Раевич развел руками.
– Конечно! Иначе все было бы слишком уж просто, вы не находите?
– Пожалуй, вы правы, – согласился Печорин.
– После заключения пари вам следует рискнуть жизнью в течение двенадцати дней. Если вы опоздаете, душа ваша отойдет ко мне.
– После смерти?
– Разумеется. Что же касается условия, могу лишь намекнуть, что вам, возможно, захочется подстраховаться на случай проигрыша.
– Я должен подумать.
– Конечно. Сообщите мне, если решитесь.
Печорин раскланялся с Раевичем, весьма заинтригованный. Судя по всему, с москвичом спорили часто, и в Пятигорске он, безусловно, нашел людей, готовых рискнуть за сто тысяч. Кто, право, пожалеет душу в обмен на такую сумму, если с тобой торгуется не сам Сатана? А что, если Раевич и есть дьявол, да только врет, что не он? Григорий Александрович улыбнулся этой мысли: на князя тьмы банкомет не походил. Калибр маловат!
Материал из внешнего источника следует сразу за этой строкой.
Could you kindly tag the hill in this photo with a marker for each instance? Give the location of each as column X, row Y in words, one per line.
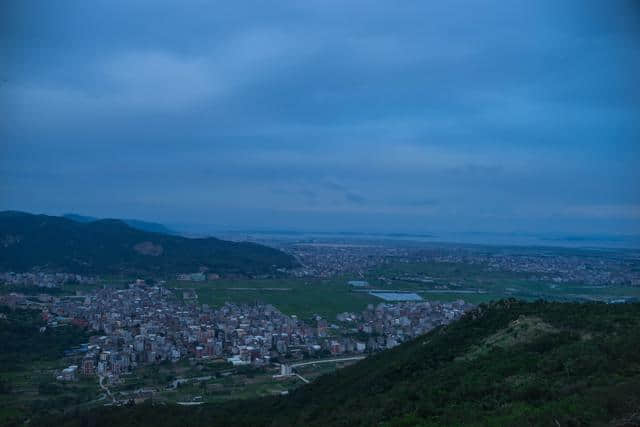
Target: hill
column 50, row 243
column 153, row 227
column 508, row 363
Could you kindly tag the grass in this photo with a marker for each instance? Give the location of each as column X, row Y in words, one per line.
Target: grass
column 302, row 297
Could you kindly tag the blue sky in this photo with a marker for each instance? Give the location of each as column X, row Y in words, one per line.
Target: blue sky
column 406, row 116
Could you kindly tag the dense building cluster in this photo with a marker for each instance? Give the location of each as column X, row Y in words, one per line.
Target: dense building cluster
column 330, row 259
column 147, row 324
column 388, row 325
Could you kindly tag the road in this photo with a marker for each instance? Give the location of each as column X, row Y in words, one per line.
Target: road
column 313, row 362
column 106, row 389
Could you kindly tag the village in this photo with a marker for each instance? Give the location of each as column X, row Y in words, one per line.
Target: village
column 146, row 324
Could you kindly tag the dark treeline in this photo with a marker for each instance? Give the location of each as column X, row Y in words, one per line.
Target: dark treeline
column 508, row 363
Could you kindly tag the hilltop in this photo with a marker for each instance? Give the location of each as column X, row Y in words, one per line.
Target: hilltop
column 50, row 243
column 507, row 363
column 152, row 227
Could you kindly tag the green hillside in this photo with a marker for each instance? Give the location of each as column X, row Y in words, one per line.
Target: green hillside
column 509, row 363
column 153, row 227
column 52, row 243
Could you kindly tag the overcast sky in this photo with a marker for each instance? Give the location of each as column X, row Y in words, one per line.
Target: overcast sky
column 416, row 116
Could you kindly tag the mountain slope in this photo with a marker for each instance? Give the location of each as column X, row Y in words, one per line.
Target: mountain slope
column 152, row 227
column 510, row 363
column 110, row 246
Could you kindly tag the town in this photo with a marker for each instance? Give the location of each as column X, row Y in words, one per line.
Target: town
column 146, row 324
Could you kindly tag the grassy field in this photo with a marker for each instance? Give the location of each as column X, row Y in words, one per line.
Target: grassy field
column 473, row 283
column 302, row 297
column 327, row 297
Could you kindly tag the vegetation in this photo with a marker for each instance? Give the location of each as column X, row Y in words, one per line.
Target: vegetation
column 302, row 297
column 133, row 223
column 25, row 339
column 112, row 247
column 506, row 363
column 29, row 359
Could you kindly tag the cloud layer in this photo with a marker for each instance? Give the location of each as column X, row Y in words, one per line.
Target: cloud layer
column 321, row 115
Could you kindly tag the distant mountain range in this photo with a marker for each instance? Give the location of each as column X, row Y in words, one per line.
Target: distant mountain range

Печорин направился к княжне, которая уже искала его глазами, не понимая, отчего он вдруг покинул ее. Карский составлял ей компанию, но при появлении Печорина ретировался с явным облегчением – должно быть, ему порядком наскучило «сторожить» княжну. Григорию Александровичу пришло в голову, что он делал это по просьбе княгини, обеспокоенной давешней сценой с пьяным господином.
– Вы говорили с Илларионом Михайловичем? – спросила княжна, когда они с Печориным встретились.
– С Раевичем?
– Да, это он.
– Надо же. Не знал, как величать его по батюшке.
– Вы знакомы? Помнится, вы и на прогулке беседовали.
– Познакомились здесь, на водах. А ваша семья с ним дружна? Я видел, что вы и ваша маменька прогуливались с ним.
– Я не сказала бы, что дружна. Но он приглашен к нам и заходит время от времени. Маменька, кажется, не очень его любит, но почему-то принимает.
– Не знаете, почему?
Княжна покачала головой.
– А вы о чем с ним говорили?
– Об игре. Он, кажется, банкомет.
– Да, маменька говорила, у него часто играют. А еще он привез в Пятигорск какую-то машину. Новейшее изобретение.
– Неужели?
Вот это новость! Как может быть московский банкомет связан с наукой? Или княжна что-то напутала?
– Кто же изобретатель?
– Не знаю. Может, Илларион Михайлович? – в голосе княжны прозвучало сомнение.
– А что это за машина?
– О, я понятия не имею. Знаю только, что он поставил ее у себя дома. Говорят, она не совсем готова. Илларион Михайлович обещал, что, когда ее доделают, он даст представление.
– Вот как, – проговорил Печорин, которому почему-то подумалось, что едва ли речь идет о безобидном развлечении вроде волшебного фонаря или фейерверков. Впрочем… кажется, Раевич был немного не в себе. Может, он сумасшедший, одержимый своеобразной манией? Во всяком случае, при встрече надо будет спросить его про машину. – Так он фокусник? – проговорил Григорий Александрович. – Вот уж не подумал бы!
– Да, он мало подходит для этой роли, – согласилась княжна. – Думаю, это будет все-таки скорее научный эксперимент. Илларион Михайлович очень интересуется электричеством.
– Неужели?
– О, да! Он буквально одержим этим явлением.
– Может, он задумал удивить нас гальванизмом? – предположил Печорин. – Я слышал, в Европе подобные представления в моде. Кажется, в Лондоне господин Альдини буквально поразил зрителей демонстрацией действия животного электричества. Он подсоединил к телу казненного убийцы полюса стодвадцативольтного аккумулятора. Когда провода помещались на рот и ухо, мышцы челюсти начинали сокращаться, так что казалось, будто лицо убийцы корчится от боли.